The broadcasters are trying to interview without distracting, the player is trying to listen while playing and the viewer is trying not to cringe at all of it.

In-game interviews with managers, such as the Cubs’ David Ross, often provide little insight.
In-game interviews with managers, such as the Cubs’ David Ross, often provide little insight.
ESPN/MLB.TV

Dave Roberts has won two National League pennants and five NL West titles as manager of the Dodgers, and I … I have not.

However, we do have something in common: We don’t like in-game player interviews.

To be clear, Roberts was interviewed between innings during games on the Dodgers’ SportsNet LA all season. So he doesn’t seem to mind managers being interviewed. But Roberts is no fan of players being interviewed during games, fearing they’ll be distracted.

Dodgers third baseman Justin Turner agreed to be interviewed in the field for an inning during a wild-card series game last week. It went off without a hitch, but Roberts made his feelings known afterward.

“I think that’s a decision Justin made,” he told reporters. “But I don’t see that happening with our guys going forward.”

In-game player interviews have become more prevalent this season as MLB tries to connect fans with players. Networks have mic’d up players in spring-training games and the All-Star Game to positive reviews. You might recall the show the Cubs’ Anthony Rizzo and Kris Bryant put on for ESPN in March.

But interviewing players in games that matter is out of place. Even with all the downtime during a baseball game, asking players to carry on a conversation while the ball is live is asking a lot, even if they’re willing to cooperate, which MLB and the players’ union have pushed.

During a Cardinals-Cubs game last month, Cardinals shortstop Paul DeJong was mic’d up on the field for an interview with ESPN’s Matt Vasgersian and Alex Rodriguez.
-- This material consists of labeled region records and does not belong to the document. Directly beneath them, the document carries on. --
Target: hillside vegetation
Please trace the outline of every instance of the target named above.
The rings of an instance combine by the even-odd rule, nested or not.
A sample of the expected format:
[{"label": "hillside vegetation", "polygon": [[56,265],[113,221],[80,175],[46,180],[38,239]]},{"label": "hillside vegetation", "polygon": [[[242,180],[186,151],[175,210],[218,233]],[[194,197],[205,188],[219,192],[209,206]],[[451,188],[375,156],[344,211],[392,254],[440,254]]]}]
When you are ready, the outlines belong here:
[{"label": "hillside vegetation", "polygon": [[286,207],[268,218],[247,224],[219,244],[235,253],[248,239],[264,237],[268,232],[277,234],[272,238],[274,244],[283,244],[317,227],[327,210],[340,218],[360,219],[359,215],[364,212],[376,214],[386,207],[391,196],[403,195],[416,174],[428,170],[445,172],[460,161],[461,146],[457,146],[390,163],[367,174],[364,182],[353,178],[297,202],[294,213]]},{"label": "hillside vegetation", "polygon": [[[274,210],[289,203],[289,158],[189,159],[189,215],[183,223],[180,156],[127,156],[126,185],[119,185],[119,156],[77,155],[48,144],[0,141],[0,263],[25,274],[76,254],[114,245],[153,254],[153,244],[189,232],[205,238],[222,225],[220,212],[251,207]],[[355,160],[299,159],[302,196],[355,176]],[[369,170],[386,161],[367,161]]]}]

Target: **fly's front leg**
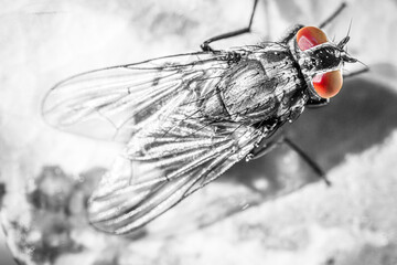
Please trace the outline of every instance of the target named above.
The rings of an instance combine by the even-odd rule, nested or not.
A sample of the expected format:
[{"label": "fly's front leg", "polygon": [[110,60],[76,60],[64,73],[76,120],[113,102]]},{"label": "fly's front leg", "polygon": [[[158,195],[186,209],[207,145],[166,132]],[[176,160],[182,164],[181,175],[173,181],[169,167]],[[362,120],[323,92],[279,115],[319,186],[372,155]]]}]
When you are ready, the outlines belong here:
[{"label": "fly's front leg", "polygon": [[251,14],[250,14],[249,24],[248,24],[247,28],[244,28],[244,29],[240,29],[240,30],[236,30],[236,31],[232,31],[232,32],[227,32],[227,33],[224,33],[224,34],[221,34],[221,35],[213,36],[213,38],[204,41],[203,44],[201,44],[201,49],[202,49],[204,52],[212,52],[212,51],[214,51],[214,50],[210,46],[210,44],[211,44],[212,42],[219,41],[219,40],[224,40],[224,39],[228,39],[228,38],[232,38],[232,36],[242,35],[242,34],[245,34],[245,33],[249,33],[250,30],[251,30],[253,20],[254,20],[254,15],[255,15],[255,11],[256,11],[258,1],[259,1],[259,0],[254,0],[254,8],[253,8],[253,12],[251,12]]}]

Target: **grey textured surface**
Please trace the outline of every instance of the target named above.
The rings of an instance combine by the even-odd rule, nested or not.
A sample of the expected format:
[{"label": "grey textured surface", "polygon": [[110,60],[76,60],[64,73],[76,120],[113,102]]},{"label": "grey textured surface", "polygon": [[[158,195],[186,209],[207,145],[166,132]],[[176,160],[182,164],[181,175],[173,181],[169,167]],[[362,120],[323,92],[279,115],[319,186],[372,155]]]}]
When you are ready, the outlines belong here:
[{"label": "grey textured surface", "polygon": [[[78,182],[75,176],[96,166],[109,167],[121,148],[49,128],[40,104],[52,85],[90,68],[196,51],[205,38],[244,25],[250,9],[250,2],[239,0],[2,3],[0,180],[8,186],[2,219],[26,227],[40,219],[32,219],[37,212],[26,201],[25,186],[29,191],[37,189],[34,179],[42,176],[43,166],[58,165],[72,176],[71,182]],[[374,71],[346,82],[331,106],[307,112],[290,131],[324,166],[332,188],[318,182],[262,203],[315,180],[293,152],[281,148],[232,169],[136,241],[96,233],[84,220],[73,218],[79,213],[74,204],[76,212],[67,222],[75,229],[72,241],[84,245],[84,251],[62,248],[65,255],[53,261],[396,264],[397,4],[391,0],[348,3],[328,33],[342,39],[353,19],[350,52]],[[260,2],[254,34],[216,46],[277,40],[296,22],[319,23],[336,6],[314,0]],[[75,198],[78,205],[84,201]],[[239,211],[247,202],[251,206]],[[61,205],[64,209],[66,203]],[[179,222],[170,226],[170,220]],[[10,237],[11,244],[20,240]],[[11,264],[2,246],[0,264]],[[29,259],[25,254],[21,253]]]}]

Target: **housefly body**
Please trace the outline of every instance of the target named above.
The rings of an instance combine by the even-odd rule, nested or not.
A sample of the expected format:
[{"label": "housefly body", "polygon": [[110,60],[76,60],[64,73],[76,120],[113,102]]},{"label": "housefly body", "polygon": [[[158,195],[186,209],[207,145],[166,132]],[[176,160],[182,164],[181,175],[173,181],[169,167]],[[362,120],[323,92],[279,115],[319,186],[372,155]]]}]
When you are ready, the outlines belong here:
[{"label": "housefly body", "polygon": [[305,106],[326,105],[342,87],[344,63],[356,60],[344,50],[348,36],[334,43],[320,28],[297,25],[281,41],[228,51],[210,46],[249,24],[210,39],[202,52],[90,71],[53,87],[43,103],[49,124],[126,144],[90,198],[93,225],[115,234],[141,227],[268,151]]}]

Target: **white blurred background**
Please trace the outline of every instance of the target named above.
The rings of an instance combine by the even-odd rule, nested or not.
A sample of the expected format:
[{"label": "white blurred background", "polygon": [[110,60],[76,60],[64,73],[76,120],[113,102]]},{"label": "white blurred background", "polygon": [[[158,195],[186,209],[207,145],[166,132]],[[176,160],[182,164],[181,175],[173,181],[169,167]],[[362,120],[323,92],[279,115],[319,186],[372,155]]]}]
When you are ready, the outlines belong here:
[{"label": "white blurred background", "polygon": [[[269,261],[272,261],[271,264],[396,264],[397,255],[393,253],[397,250],[394,231],[397,198],[394,197],[393,188],[397,187],[397,139],[391,134],[397,120],[394,119],[397,110],[394,107],[397,106],[397,2],[347,2],[347,9],[328,29],[328,33],[331,39],[342,39],[352,20],[348,51],[374,70],[363,77],[366,78],[365,84],[347,86],[357,92],[353,94],[356,96],[354,100],[350,98],[352,93],[346,92],[341,96],[345,113],[340,116],[347,117],[348,112],[357,114],[343,121],[346,128],[355,127],[356,131],[346,130],[351,138],[340,139],[340,144],[339,136],[331,136],[330,146],[333,149],[323,144],[328,138],[322,139],[321,135],[305,137],[308,130],[312,129],[308,126],[316,116],[313,112],[297,124],[298,132],[303,131],[303,136],[292,132],[302,139],[302,145],[309,151],[318,155],[319,162],[325,165],[335,186],[328,190],[322,183],[316,183],[285,200],[245,212],[248,219],[254,216],[255,220],[256,216],[258,222],[272,220],[276,214],[272,223],[280,224],[269,224],[268,234],[262,234],[257,241],[250,240],[245,245],[228,236],[219,239],[212,233],[214,231],[203,232],[204,235],[210,233],[207,237],[202,235],[208,239],[208,248],[211,245],[221,245],[229,253],[230,259],[239,256],[253,264]],[[337,6],[337,1],[332,4],[316,0],[260,1],[253,34],[222,41],[214,46],[277,40],[293,23],[319,24]],[[4,199],[8,203],[7,216],[18,216],[10,211],[10,205],[18,212],[18,198],[23,195],[24,186],[40,173],[44,165],[60,165],[67,172],[77,174],[90,167],[108,167],[121,148],[67,135],[42,121],[41,100],[56,82],[92,68],[197,51],[206,38],[246,25],[250,8],[251,1],[247,0],[2,0],[0,180],[7,183],[11,194]],[[357,87],[357,84],[362,86]],[[382,91],[379,88],[376,92],[376,85],[382,86]],[[364,104],[357,106],[360,97],[368,100],[365,106],[377,103],[377,108],[365,108]],[[356,106],[361,107],[362,115],[353,112]],[[335,120],[344,119],[337,116]],[[355,120],[363,123],[354,125]],[[342,127],[336,130],[343,130]],[[330,148],[329,153],[334,151],[334,157],[330,158],[326,150],[316,153],[315,146]],[[350,151],[350,147],[353,151]],[[347,158],[344,157],[346,152],[351,152]],[[217,226],[214,230],[233,237],[233,229],[227,227],[234,227],[233,222],[238,221],[230,222],[222,226],[224,230]],[[286,237],[297,236],[294,243],[299,245],[301,242],[302,245],[280,246],[278,236],[282,237],[282,233],[279,235],[275,232],[277,230],[283,230]],[[214,236],[211,237],[211,234]],[[269,239],[273,239],[273,242],[259,244]],[[0,264],[13,264],[2,240],[1,234]],[[187,242],[194,245],[205,240],[192,237]],[[169,251],[174,253],[173,250]],[[237,255],[236,250],[240,251],[240,255]],[[212,253],[208,250],[203,252]],[[331,253],[335,258],[324,259],[324,253]],[[218,258],[222,259],[216,255],[203,254],[196,263],[218,262]]]}]

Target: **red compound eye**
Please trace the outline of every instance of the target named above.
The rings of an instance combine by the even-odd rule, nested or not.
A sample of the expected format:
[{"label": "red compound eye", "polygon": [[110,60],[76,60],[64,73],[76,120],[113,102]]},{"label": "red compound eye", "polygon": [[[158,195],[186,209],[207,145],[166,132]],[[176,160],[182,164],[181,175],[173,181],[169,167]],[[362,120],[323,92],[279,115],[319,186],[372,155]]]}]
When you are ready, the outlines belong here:
[{"label": "red compound eye", "polygon": [[341,71],[332,71],[324,74],[316,74],[312,78],[315,93],[323,97],[330,98],[335,96],[342,88],[343,77]]},{"label": "red compound eye", "polygon": [[[324,42],[328,42],[325,33],[315,26],[304,26],[297,33],[297,43],[299,49],[302,51]],[[323,74],[316,74],[312,81],[315,93],[323,98],[330,98],[341,91],[343,76],[341,71],[336,70]]]}]

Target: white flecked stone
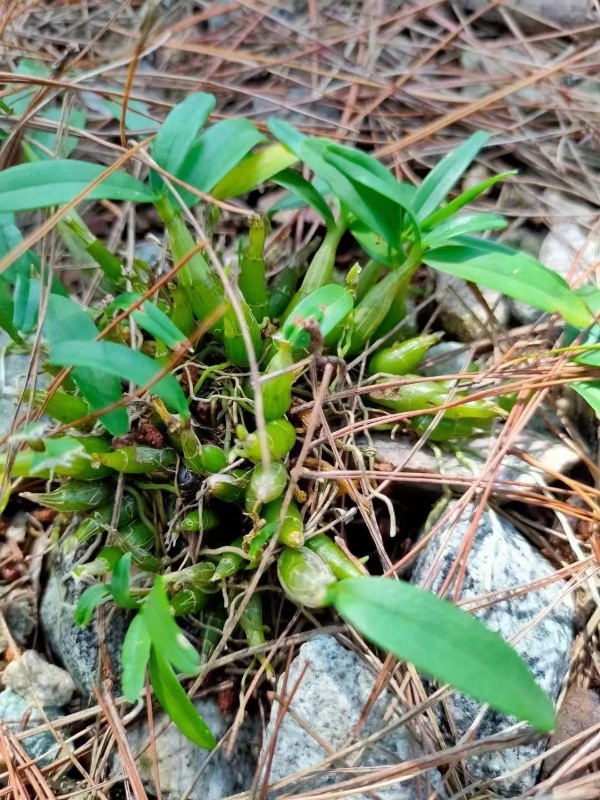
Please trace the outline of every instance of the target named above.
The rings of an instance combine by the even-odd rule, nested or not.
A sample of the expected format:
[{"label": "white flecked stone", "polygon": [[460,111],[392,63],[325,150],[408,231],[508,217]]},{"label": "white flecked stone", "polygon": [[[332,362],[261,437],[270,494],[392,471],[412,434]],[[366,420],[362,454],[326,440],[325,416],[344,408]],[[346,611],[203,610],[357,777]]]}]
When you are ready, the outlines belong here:
[{"label": "white flecked stone", "polygon": [[[288,692],[296,685],[305,668],[290,709],[314,731],[320,741],[333,751],[339,750],[353,736],[354,726],[373,689],[375,676],[357,655],[339,645],[331,636],[316,636],[302,645],[289,670]],[[281,695],[283,676],[279,679],[277,689]],[[389,711],[395,704],[395,697],[390,691],[382,692],[361,730],[360,738],[366,738],[387,722],[393,722],[394,715],[389,715]],[[278,709],[279,704],[275,702],[271,709],[263,754],[273,737]],[[386,712],[388,716],[384,720]],[[398,712],[402,713],[399,707]],[[404,726],[387,734],[374,746],[361,751],[358,761],[355,752],[350,765],[339,763],[337,766],[346,767],[345,772],[336,773],[330,768],[318,778],[310,777],[301,784],[295,784],[293,791],[288,785],[281,792],[270,792],[269,797],[277,797],[282,793],[297,794],[322,786],[331,787],[351,777],[352,772],[347,771],[348,766],[383,767],[412,760],[422,754],[420,746]],[[273,784],[300,770],[314,767],[327,755],[321,744],[290,714],[286,714],[277,733],[269,783]],[[432,788],[439,783],[439,773],[434,769],[416,779],[378,789],[376,794],[381,800],[417,800],[428,797]],[[364,794],[353,794],[348,800],[366,800],[366,797]]]},{"label": "white flecked stone", "polygon": [[49,664],[37,650],[26,650],[11,661],[2,680],[13,692],[25,698],[36,697],[43,706],[66,706],[76,688],[68,672]]},{"label": "white flecked stone", "polygon": [[[456,505],[457,501],[451,503],[449,509]],[[434,592],[441,588],[459,556],[473,511],[473,506],[467,506],[456,525],[445,526],[433,537],[417,559],[411,583]],[[469,552],[459,599],[481,597],[489,592],[521,586],[553,574],[554,568],[550,562],[513,525],[486,511]],[[452,596],[455,581],[456,571],[446,597]],[[496,603],[477,612],[477,617],[491,630],[510,641],[545,609],[550,608],[514,647],[527,662],[537,682],[554,701],[567,674],[573,640],[573,602],[569,597],[557,602],[564,587],[564,581],[556,581],[545,588]],[[448,707],[456,726],[457,737],[463,736],[469,730],[481,708],[477,701],[459,693],[450,697]],[[515,722],[514,718],[500,712],[487,711],[479,725],[477,737],[497,734]],[[468,758],[467,768],[474,779],[498,779],[539,755],[545,748],[546,741],[541,741],[483,753]],[[505,796],[520,794],[534,785],[539,769],[539,764],[534,765],[511,778],[495,780],[492,787],[494,791]]]}]

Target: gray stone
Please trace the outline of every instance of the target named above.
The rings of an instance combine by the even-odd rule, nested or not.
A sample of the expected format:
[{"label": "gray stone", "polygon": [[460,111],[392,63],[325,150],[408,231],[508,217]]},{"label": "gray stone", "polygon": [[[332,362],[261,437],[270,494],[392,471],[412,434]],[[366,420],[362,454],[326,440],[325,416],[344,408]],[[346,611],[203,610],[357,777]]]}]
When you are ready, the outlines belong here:
[{"label": "gray stone", "polygon": [[[508,322],[506,298],[494,289],[480,287],[480,291],[492,310],[497,325],[504,328]],[[461,278],[438,272],[435,296],[440,307],[442,325],[461,342],[473,341],[481,333],[482,326],[488,324],[489,317],[485,308]]]},{"label": "gray stone", "polygon": [[[359,443],[363,444],[365,441],[360,440]],[[494,441],[495,437],[492,434],[478,436],[464,442],[459,439],[456,442],[460,446],[459,452],[455,453],[451,449],[442,450],[439,458],[425,444],[417,453],[408,458],[414,446],[414,439],[408,436],[397,436],[392,439],[385,434],[374,434],[371,437],[377,460],[387,462],[392,467],[402,465],[403,471],[406,471],[407,474],[419,472],[427,475],[439,475],[440,482],[438,484],[423,482],[421,488],[431,491],[441,490],[443,475],[443,482],[456,492],[464,492],[467,484],[464,481],[453,481],[452,478],[473,478],[483,474]],[[506,487],[503,486],[505,481],[518,484],[512,487],[518,491],[519,487],[526,489],[539,485],[539,478],[544,475],[551,479],[550,474],[545,473],[544,469],[564,474],[579,463],[579,457],[574,450],[548,433],[543,434],[526,429],[515,438],[513,447],[515,450],[521,450],[535,458],[541,468],[532,467],[519,458],[516,453],[506,455],[502,460],[492,489],[499,500],[506,491]]]},{"label": "gray stone", "polygon": [[[346,650],[331,636],[316,636],[300,648],[300,653],[292,662],[288,675],[288,691],[296,686],[303,671],[290,704],[296,719],[314,731],[320,741],[326,743],[333,752],[347,745],[353,736],[353,729],[369,700],[375,683],[374,674],[360,661],[358,656]],[[283,692],[283,676],[279,679],[278,693]],[[389,711],[397,706],[399,714],[402,709],[390,691],[382,692],[361,729],[359,738],[372,735],[389,721]],[[263,754],[269,748],[276,728],[279,705],[276,702],[271,709],[271,719],[263,744]],[[386,716],[387,714],[387,716]],[[384,720],[384,716],[386,717]],[[277,741],[273,754],[269,782],[271,784],[287,778],[299,770],[316,766],[329,755],[305,728],[290,714],[286,714],[277,733]],[[401,727],[382,737],[373,745],[353,753],[348,763],[336,764],[343,767],[384,767],[399,764],[408,759],[418,758],[423,754],[420,746],[413,739],[406,727]],[[333,768],[335,769],[335,767]],[[322,786],[332,786],[336,782],[351,777],[347,771],[335,773],[329,767],[327,774],[310,777],[295,785],[294,790],[287,785],[283,793],[297,794],[299,791],[311,791]],[[440,783],[437,770],[430,770],[426,776],[403,783],[397,783],[386,789],[377,790],[381,800],[416,800],[428,797],[432,786]],[[277,797],[276,790],[270,797]],[[348,800],[366,800],[366,795],[356,794]]]},{"label": "gray stone", "polygon": [[66,706],[75,692],[69,673],[49,664],[37,650],[25,650],[20,658],[11,661],[2,681],[21,697],[37,698],[43,706]]},{"label": "gray stone", "polygon": [[[456,508],[457,501],[448,510]],[[467,506],[456,524],[444,526],[427,544],[417,559],[411,583],[437,592],[460,557],[460,548],[469,529],[474,506]],[[454,518],[451,518],[454,522]],[[481,597],[489,592],[510,589],[554,574],[554,568],[517,529],[490,511],[485,511],[477,528],[466,563],[459,599]],[[446,596],[452,596],[456,571]],[[555,581],[534,592],[495,603],[477,612],[491,630],[510,641],[542,612],[550,609],[535,626],[515,642],[516,651],[527,662],[540,686],[556,701],[568,673],[573,640],[574,606],[571,598],[557,601],[565,588]],[[468,607],[467,607],[468,609]],[[480,704],[454,693],[447,705],[456,736],[466,734],[480,711]],[[513,725],[514,718],[488,710],[476,736],[484,738]],[[541,741],[508,750],[483,753],[467,759],[467,768],[476,780],[500,778],[526,764],[544,751]],[[540,765],[534,765],[510,778],[494,780],[492,788],[503,795],[521,794],[536,780]]]},{"label": "gray stone", "polygon": [[[231,715],[223,715],[212,697],[197,699],[194,705],[214,737],[220,739],[231,726]],[[165,722],[167,717],[162,711],[155,714],[154,730],[160,731]],[[248,791],[256,769],[259,738],[258,726],[244,722],[231,759],[225,755],[225,746],[205,766],[211,754],[190,742],[179,728],[170,723],[156,739],[156,759],[164,800],[180,800],[184,796],[188,800],[222,800],[237,792]],[[148,740],[148,722],[144,715],[142,721],[127,731],[127,741],[134,757],[146,747]],[[144,785],[152,793],[154,778],[149,748],[136,758],[136,765]],[[121,772],[117,753],[112,759],[111,776],[116,777]]]},{"label": "gray stone", "polygon": [[[57,719],[64,716],[65,709],[60,706],[45,706],[44,713],[48,719]],[[0,719],[7,723],[13,733],[23,730],[23,717],[27,714],[29,721],[26,729],[37,728],[38,725],[46,721],[37,706],[26,700],[21,695],[13,692],[12,689],[5,689],[0,692]],[[42,758],[38,761],[38,766],[45,767],[51,764],[56,758],[59,745],[51,732],[38,733],[21,741],[21,746],[31,758]]]},{"label": "gray stone", "polygon": [[[460,0],[459,5],[470,13],[489,6],[489,3],[487,0]],[[593,0],[512,0],[510,5],[511,12],[517,12],[519,24],[530,31],[547,31],[543,20],[567,30],[600,21]],[[498,11],[490,11],[485,19],[501,20],[502,17]]]},{"label": "gray stone", "polygon": [[470,349],[461,342],[440,342],[427,351],[427,358],[419,372],[426,378],[457,375],[468,363]]},{"label": "gray stone", "polygon": [[[86,584],[76,580],[71,570],[82,558],[84,548],[64,553],[58,549],[40,604],[40,622],[56,660],[61,663],[85,694],[91,694],[99,680],[100,636],[98,614],[87,628],[75,625],[73,614]],[[86,559],[87,560],[87,559]],[[121,648],[131,615],[111,609],[105,616],[103,653],[110,659],[115,679],[121,675]]]}]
As DeJong went for a grounder, the earpiece popped out, and he bobbled the ball. After the game, he said he lost his concentration.

DeJong still said he enjoyed the interview, but it’s an awkward situation for everyone. The broadcasters are trying to interview the player without distracting him, the player is trying to listen to and answer questions while playing and the viewer is trying not to cringe at all of it.

I suppose it was interesting to learn about DeJong’s science background and his experiment with the effect of temperature on baseballs. But networks have developed a bad habit of detracting from the game, ESPN in particular, and these interviews can break the flow of a broadcast.

They also can cause trouble. During Game 3 of the White Sox-Athletics wild-card series last week, A’s center fielder Ramon Laureano dropped an F-bomb that ESPN’s censors missed and other cuss words that were caught.

Laureano had the misfortune of having three balls hit his way while being mic’d. You might think that’d be good for the broadcast, but play-by-play voice Dave Flemming went silent on those plays to not distract Laureano or talk over anything he might say. At least one of them could have used description.

Networks can stop interviewing the managers, too. The skippers have too much running through their mind and offer little of import. Cardinals manager Mike Shildt abruptly ended an interview in that Cardinals-Cubs game, saying, “Hey, guys, I gotta go manage,” as Harrison Bader hit a leadoff double.

If the broadcasters do get a question in, they can waste them. During Game 2 of the Marlins-Cubs wild-card series last week, ESPN’s Jon Sciambi asked manager David Ross about his gaiter and told him he couldn’t tell him and pitching coach Tommy Hottovy apart when they each wore one.

I like Sciambi, but what was the point of that?

Interviews belong before and after baseball games. Networks’ need to fill downtime with them is misplaced. They should take the sensible approach: Just call the game.